JAIPUR: Across the country, payments worth Rs 9,124 crore are yet to be paid for work done in the 2016-17 financial year under the Mahatma Gandhi National Rural Employment Guarantee Act (MGNREGA). This comes at a time when Prime Minister Narendra Modi has created incentive schemes for rewarding those using the digital payment platform. Only days ago, 20-year-old Maharashtra student Shradha Mengshette was surprised to win Rs1 crore as reward for buying a mobile phone worth Rs1,500 using the cashless mode.
PM Modi, however, has no such pleasant surprises for those who have toiled to make ends meet in India’s villages. Material suppliers under MGNREGA are owed the bulk of pending payments, 63%, according to the MGNREGA website accessed on April 16; 35% is owed to workers as wages; the remaining 2% is for administrative expenses.
The most important reason for this delay in payment is failure by the government to complete tasks required for making payments — generation of wage-lists and Fund Transfer Orders (FTOs). Some FTOs were rejected for technical errors, for instance wrong entry of workers’/vendors’ account details in the MGNREGA Management Information System (MIS). Some FTOs were not processed by the Public Finance Management System (PFMS), an online application of the Centre through which several social security payments are now routed.

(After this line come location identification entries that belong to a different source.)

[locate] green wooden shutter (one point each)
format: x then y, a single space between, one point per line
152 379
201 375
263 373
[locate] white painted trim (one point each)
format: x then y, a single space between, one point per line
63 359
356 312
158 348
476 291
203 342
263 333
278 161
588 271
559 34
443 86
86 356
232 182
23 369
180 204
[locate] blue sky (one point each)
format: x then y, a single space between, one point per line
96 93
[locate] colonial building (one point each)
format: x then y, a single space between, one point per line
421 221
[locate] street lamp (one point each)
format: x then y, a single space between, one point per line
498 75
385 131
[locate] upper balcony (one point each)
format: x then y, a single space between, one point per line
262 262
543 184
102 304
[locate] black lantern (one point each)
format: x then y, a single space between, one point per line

Workers who do not get wages in 15 days of finishing work are entitled to a meagre compensation at 0.05% of pending wages per day of the delay. However, only 2.5% of the Rs. 411.72 crore of compensation due for delayed payments in 2016-17 was actually paid.
The primary reason for non-payment of compensation is untenable discretion given to the nodal district-level MGNREGA functionary, the programme officer, for "rejecting" compensation amounts calculated automatically by the MIS. The officer is not bound even to offer a reason for rejection.